I am currently working on source code that is over 5 GB in size. This is mostly due to a poorly thought-out folder structure; there are code files, images, and Excel files all jumbled together. I think a clear distinction should be made between source code and data.
I would define data as anything that is added to the project during its life. So, if you have an upload option, anything that is uploaded would be described as data. The site should still function without (or with very little) data.
Images can fit into both groups. Any icons or images attached to the functionality of the project should be classed as source code. However, anything that is uploaded should be classed as data.
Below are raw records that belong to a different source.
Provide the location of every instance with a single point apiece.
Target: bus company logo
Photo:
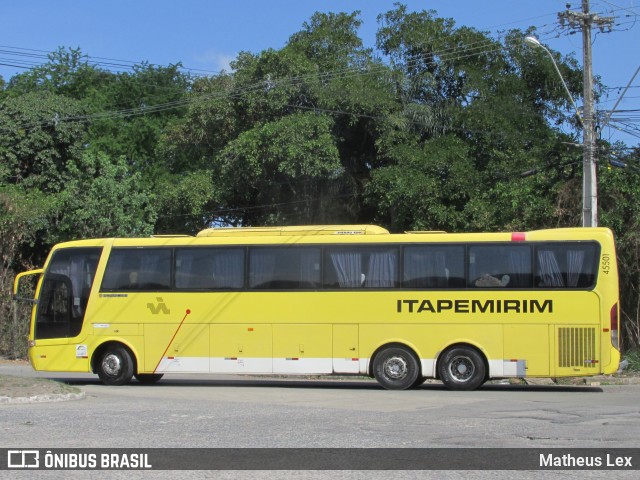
(23, 459)
(161, 307)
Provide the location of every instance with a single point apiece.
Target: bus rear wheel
(115, 366)
(462, 368)
(396, 368)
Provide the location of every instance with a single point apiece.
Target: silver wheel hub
(111, 364)
(462, 369)
(395, 368)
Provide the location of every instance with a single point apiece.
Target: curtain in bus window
(116, 276)
(575, 261)
(155, 269)
(228, 269)
(425, 268)
(519, 267)
(262, 270)
(549, 270)
(348, 268)
(383, 269)
(309, 268)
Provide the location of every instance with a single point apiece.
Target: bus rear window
(209, 268)
(566, 265)
(138, 269)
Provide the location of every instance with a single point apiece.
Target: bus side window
(433, 266)
(566, 265)
(500, 266)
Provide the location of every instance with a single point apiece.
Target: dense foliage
(437, 127)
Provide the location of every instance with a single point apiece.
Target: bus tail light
(615, 339)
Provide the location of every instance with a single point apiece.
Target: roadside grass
(26, 387)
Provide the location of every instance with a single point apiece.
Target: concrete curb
(49, 397)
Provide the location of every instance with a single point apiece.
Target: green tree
(102, 198)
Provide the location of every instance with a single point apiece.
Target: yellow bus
(347, 300)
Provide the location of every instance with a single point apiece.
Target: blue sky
(207, 34)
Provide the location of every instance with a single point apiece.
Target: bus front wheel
(115, 366)
(462, 368)
(396, 368)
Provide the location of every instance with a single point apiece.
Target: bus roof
(294, 231)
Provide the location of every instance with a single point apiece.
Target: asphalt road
(235, 412)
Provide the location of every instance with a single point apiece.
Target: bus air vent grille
(577, 347)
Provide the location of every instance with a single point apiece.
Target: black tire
(462, 368)
(148, 378)
(115, 366)
(396, 368)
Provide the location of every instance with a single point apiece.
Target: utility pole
(583, 21)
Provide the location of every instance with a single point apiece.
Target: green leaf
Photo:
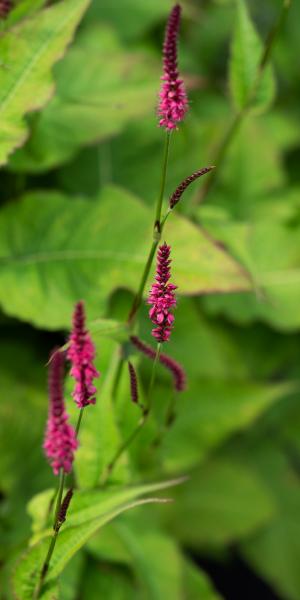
(209, 412)
(226, 501)
(24, 8)
(270, 251)
(74, 249)
(197, 584)
(274, 552)
(88, 512)
(29, 51)
(246, 88)
(132, 18)
(100, 86)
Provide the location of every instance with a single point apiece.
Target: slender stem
(53, 539)
(163, 178)
(124, 446)
(240, 116)
(157, 230)
(140, 425)
(153, 375)
(219, 157)
(59, 495)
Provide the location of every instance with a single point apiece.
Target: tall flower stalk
(61, 440)
(59, 445)
(81, 354)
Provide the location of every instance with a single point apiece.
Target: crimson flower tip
(173, 103)
(162, 296)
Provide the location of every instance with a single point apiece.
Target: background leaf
(29, 52)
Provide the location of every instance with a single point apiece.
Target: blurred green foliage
(81, 155)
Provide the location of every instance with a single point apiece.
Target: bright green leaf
(246, 53)
(28, 52)
(221, 503)
(100, 87)
(56, 250)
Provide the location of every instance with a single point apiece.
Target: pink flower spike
(81, 354)
(162, 297)
(173, 103)
(60, 438)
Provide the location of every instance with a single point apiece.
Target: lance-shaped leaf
(248, 87)
(28, 53)
(54, 250)
(87, 514)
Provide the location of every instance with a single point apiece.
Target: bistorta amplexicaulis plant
(5, 7)
(173, 103)
(81, 354)
(162, 297)
(60, 437)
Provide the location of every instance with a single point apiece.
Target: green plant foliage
(28, 53)
(83, 523)
(88, 108)
(248, 89)
(225, 516)
(81, 155)
(94, 266)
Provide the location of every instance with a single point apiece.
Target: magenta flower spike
(162, 296)
(81, 354)
(60, 438)
(173, 102)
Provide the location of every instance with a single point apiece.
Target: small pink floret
(60, 438)
(162, 297)
(81, 354)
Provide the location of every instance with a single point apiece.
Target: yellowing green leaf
(28, 53)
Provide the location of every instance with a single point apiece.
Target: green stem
(240, 116)
(47, 560)
(79, 421)
(140, 425)
(157, 230)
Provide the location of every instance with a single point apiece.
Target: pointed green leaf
(76, 249)
(28, 53)
(246, 53)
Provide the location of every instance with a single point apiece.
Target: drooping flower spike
(162, 296)
(174, 199)
(60, 438)
(173, 102)
(81, 354)
(179, 377)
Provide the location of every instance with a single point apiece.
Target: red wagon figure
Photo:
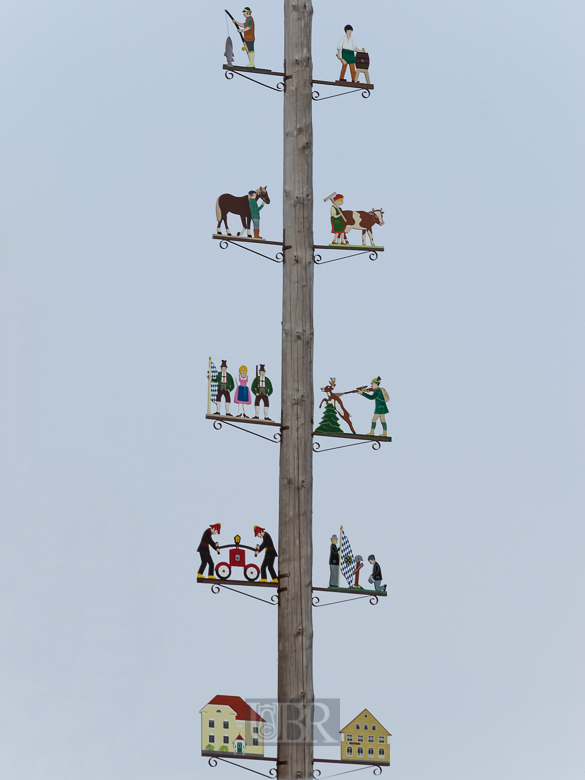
(237, 558)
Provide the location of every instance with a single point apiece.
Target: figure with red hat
(203, 550)
(269, 556)
(262, 389)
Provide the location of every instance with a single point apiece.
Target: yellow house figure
(365, 740)
(229, 725)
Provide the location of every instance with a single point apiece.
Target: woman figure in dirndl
(338, 221)
(243, 395)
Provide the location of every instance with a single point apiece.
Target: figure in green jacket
(262, 389)
(255, 210)
(380, 396)
(225, 385)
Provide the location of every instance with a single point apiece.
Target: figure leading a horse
(231, 204)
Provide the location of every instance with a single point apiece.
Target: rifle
(244, 47)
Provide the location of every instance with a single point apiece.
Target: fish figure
(229, 51)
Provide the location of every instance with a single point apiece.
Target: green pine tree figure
(330, 421)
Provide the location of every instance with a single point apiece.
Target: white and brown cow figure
(364, 221)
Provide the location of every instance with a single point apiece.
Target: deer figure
(335, 400)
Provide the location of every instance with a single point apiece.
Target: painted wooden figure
(270, 554)
(262, 389)
(243, 395)
(203, 550)
(242, 206)
(359, 565)
(375, 577)
(225, 385)
(337, 219)
(248, 29)
(365, 739)
(346, 49)
(333, 398)
(230, 725)
(380, 396)
(255, 213)
(334, 563)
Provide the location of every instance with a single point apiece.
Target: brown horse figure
(231, 204)
(337, 403)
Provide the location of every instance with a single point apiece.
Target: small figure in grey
(334, 563)
(375, 577)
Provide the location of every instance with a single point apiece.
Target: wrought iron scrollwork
(213, 763)
(280, 87)
(317, 95)
(218, 425)
(373, 255)
(274, 599)
(225, 242)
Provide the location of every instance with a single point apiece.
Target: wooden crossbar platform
(347, 247)
(241, 420)
(243, 239)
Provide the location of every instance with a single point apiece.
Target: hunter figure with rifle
(380, 396)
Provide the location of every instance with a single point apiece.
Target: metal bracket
(213, 763)
(372, 253)
(274, 599)
(225, 241)
(315, 94)
(218, 424)
(280, 87)
(317, 447)
(373, 601)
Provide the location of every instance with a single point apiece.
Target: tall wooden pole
(295, 620)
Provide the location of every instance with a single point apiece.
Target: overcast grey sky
(117, 133)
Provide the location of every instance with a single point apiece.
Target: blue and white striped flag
(347, 561)
(213, 383)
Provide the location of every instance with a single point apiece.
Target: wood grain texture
(295, 620)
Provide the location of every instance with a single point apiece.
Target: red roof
(243, 711)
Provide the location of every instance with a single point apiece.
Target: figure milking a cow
(246, 207)
(344, 221)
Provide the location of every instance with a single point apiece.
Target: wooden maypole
(295, 622)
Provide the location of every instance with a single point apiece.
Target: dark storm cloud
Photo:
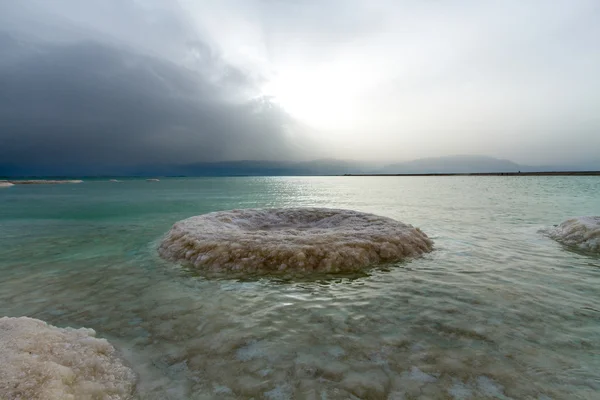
(88, 102)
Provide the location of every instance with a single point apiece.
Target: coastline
(547, 173)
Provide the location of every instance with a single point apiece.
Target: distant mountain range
(449, 164)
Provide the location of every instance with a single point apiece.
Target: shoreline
(547, 173)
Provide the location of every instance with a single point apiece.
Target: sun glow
(323, 97)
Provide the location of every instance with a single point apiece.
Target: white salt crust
(291, 239)
(581, 232)
(41, 361)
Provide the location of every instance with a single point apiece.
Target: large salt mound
(40, 361)
(291, 239)
(581, 232)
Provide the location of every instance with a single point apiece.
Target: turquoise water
(498, 310)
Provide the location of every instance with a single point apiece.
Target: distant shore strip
(549, 173)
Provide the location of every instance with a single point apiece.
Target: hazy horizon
(108, 83)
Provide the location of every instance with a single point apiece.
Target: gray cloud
(163, 81)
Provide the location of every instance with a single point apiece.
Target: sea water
(497, 310)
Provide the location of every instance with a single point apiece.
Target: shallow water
(498, 310)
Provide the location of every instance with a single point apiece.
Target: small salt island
(291, 240)
(581, 232)
(41, 361)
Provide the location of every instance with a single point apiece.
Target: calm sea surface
(497, 310)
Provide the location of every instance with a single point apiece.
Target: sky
(144, 82)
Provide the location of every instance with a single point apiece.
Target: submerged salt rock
(41, 361)
(291, 239)
(581, 232)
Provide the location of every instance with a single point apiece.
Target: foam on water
(295, 239)
(40, 361)
(581, 232)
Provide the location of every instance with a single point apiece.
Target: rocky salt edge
(291, 239)
(41, 361)
(580, 232)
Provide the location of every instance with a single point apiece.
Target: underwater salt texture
(497, 310)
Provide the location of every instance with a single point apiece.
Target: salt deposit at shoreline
(41, 361)
(291, 239)
(580, 232)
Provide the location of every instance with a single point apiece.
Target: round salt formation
(581, 232)
(291, 239)
(41, 361)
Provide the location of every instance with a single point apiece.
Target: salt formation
(581, 232)
(291, 239)
(40, 361)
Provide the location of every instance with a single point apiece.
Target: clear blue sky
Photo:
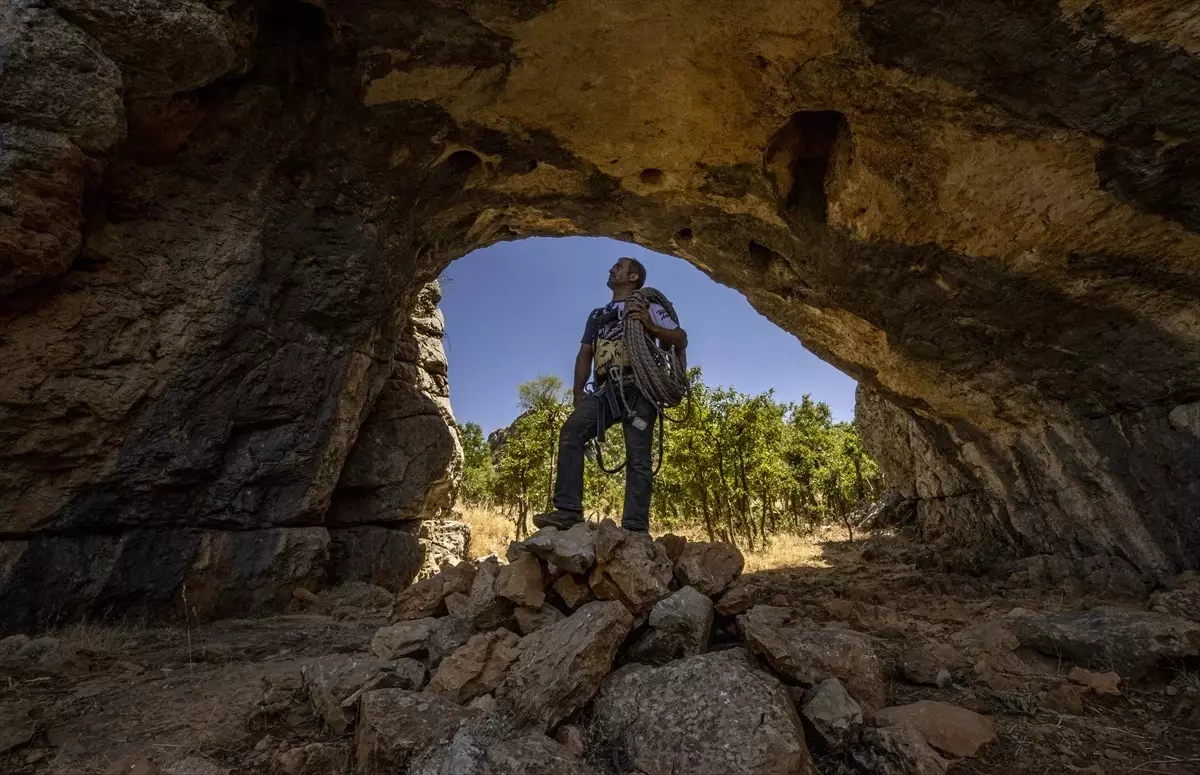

The database should also be classed as both. The data, anything that is inside a database table, should normally be classed as data. Stored procedures, functions, and views are all source code and would benefit from version control.
Source Control != Backup
Source control is not an excuse not to backup things. Don’t just commit files to source control so you know you can restore them if you need to. In general, files in source control are there so that you can see how they changed over time as the code base changed. Files in you backup are a snapshot of what the application was at a point in time and will include ALL the data.
One last point before I end: If you are hosting on a cloud computing platform like Azure, it gives you an easy way to distinguish between data and code.
Anything in your web app is code.
Anything in blob storage is data.
Anything having to do with SQL is data and code.
Each project is unique and there will always be exceptions to these suggestions, but I think this is a good goal to have. What do you think?